Younger students are at risk of lagging behind
Regarding your Feb. 19 editorial "Preschool is needed with later kindergarten": I would appreciate the opportunity for more people to be informed of my research and the rationale behind SB 2032, presently in the House Finance Committee.
Neither your editorial nor a Feb. 17 article cited the specifics of the research, in particular the fact that younger students scored statistically significantly lower than older students in both reading and math for all grades tested (grades 3, 6, 8 and 10).
Many parents oppose the age change because they don't understand that younger children stand a very high risk of lagging behind from kindergarten through high school. The younger students don't catch up. Preschools are a benefit, but the present lack of access to all should not preclude this age-change initiative, as they are separate issues.
Dean R. Liskum, Ph.D.
Sen. Matsuura should be held accountable
The fish symbol is back on my senator's office door.
Sen. David Matsuura took it down while the heat was on, but now he's flexing his fundamentalist muscles again. Why shouldn't he? He's just managed to single-handedly block a popular five-year effort to pass Death with Dignity legislation here in Hawai'i.
Never mind polls showing the large majority of Hawai'i residents want physician-assisted suicide. Ignore or distort the recommendations of the governor's blue-ribbon panel. Who cares if the House just passed the legislation 30 to 20? Forget legislative process. Create false do-nothing bills to muddy the water.
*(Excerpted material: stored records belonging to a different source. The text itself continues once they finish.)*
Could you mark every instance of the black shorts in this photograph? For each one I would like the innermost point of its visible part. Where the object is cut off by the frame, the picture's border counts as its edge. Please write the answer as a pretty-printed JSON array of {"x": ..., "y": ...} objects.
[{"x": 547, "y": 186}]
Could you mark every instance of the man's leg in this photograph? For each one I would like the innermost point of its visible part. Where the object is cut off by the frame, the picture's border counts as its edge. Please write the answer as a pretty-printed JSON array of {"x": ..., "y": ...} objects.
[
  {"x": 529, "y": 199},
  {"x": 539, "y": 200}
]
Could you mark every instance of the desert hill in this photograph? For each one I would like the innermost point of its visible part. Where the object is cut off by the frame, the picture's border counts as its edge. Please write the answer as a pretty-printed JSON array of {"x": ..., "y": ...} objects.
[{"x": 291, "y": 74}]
Pretend it's too complicated an issue to hold a hearing. Don't worry about reason or integrity. Who needs them when the senator has religion?
This isn't just about physician-assisted suicide, either. There is more at stake here than how we die. When we consider our born-again senator's recent victory in terms of American democracy, we should be worried. And the senator should be held accountable.
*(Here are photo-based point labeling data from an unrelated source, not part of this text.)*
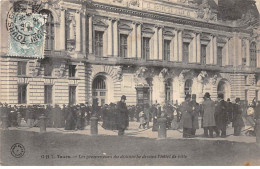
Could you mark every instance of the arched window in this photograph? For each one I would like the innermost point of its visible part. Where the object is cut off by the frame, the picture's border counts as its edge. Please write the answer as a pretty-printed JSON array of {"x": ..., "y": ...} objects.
[
  {"x": 188, "y": 87},
  {"x": 49, "y": 30},
  {"x": 253, "y": 54},
  {"x": 99, "y": 89}
]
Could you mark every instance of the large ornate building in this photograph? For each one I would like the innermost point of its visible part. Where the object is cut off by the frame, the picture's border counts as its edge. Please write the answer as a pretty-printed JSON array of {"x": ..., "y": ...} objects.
[{"x": 149, "y": 50}]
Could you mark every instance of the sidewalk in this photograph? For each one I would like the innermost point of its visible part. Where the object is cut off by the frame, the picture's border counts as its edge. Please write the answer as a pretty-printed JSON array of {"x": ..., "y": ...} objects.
[{"x": 134, "y": 131}]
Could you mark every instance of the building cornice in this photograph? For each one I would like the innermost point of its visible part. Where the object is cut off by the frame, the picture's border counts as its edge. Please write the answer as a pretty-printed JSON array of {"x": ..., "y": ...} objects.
[{"x": 173, "y": 19}]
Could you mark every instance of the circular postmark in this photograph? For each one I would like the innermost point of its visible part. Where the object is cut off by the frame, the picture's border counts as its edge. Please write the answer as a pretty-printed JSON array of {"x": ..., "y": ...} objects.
[
  {"x": 17, "y": 150},
  {"x": 24, "y": 23}
]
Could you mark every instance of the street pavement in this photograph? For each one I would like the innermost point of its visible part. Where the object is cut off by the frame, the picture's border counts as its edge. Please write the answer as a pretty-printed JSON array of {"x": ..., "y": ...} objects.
[{"x": 138, "y": 147}]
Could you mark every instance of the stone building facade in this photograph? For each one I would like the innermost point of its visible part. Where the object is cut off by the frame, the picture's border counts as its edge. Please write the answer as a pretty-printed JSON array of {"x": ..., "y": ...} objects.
[{"x": 149, "y": 50}]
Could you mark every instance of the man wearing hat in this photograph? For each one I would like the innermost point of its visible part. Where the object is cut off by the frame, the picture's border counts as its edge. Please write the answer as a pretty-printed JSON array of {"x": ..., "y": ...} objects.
[
  {"x": 229, "y": 110},
  {"x": 195, "y": 114},
  {"x": 122, "y": 116},
  {"x": 208, "y": 111},
  {"x": 238, "y": 122},
  {"x": 221, "y": 115},
  {"x": 186, "y": 110}
]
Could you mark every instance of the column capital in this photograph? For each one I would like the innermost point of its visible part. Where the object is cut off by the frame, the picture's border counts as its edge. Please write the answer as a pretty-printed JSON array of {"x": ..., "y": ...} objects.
[
  {"x": 158, "y": 26},
  {"x": 179, "y": 29}
]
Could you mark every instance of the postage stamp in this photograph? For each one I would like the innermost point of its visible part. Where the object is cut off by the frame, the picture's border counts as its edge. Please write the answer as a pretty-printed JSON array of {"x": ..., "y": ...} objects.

Reform must precede shopping for education
Cliff Slater's March 25 commentary, "Let us shop for education," was right on in regard to school choice. However, most of the public schools in Hawai'i are not worth choosing.
In order to be able to offer the types of options Mr. Slater is suggesting, major reform must happen within the system.
Slater states that "we would have a system where schools would compete and parents would shop." What a great idea to boost competition in a business market; too bad we don't run our schools like businesses. Maybe what we need is a business plan for our schools.
Breaking the system into smaller pieces is only part of the solution. If a plan is set that defines responsibilities, goals and checks and balances within the system, a flexible, clear map can be set for all stakeholders to follow. From there we can break up the system with a clear understanding as to what the responsibilities and expectations are of everyone, including the community and students.
'In search of real leader' commentary brilliant
Jim Shon's March 19 Island Voices commentary "In search of a real leader" is absolutely brilliant. He captures the essence of true leadership, from genetic factors all the way through to substantive issues.
I certainly hope he has, or will be invited to turn this into an academic course for student leaders in the UH system. It would give me great hope for the future of our state.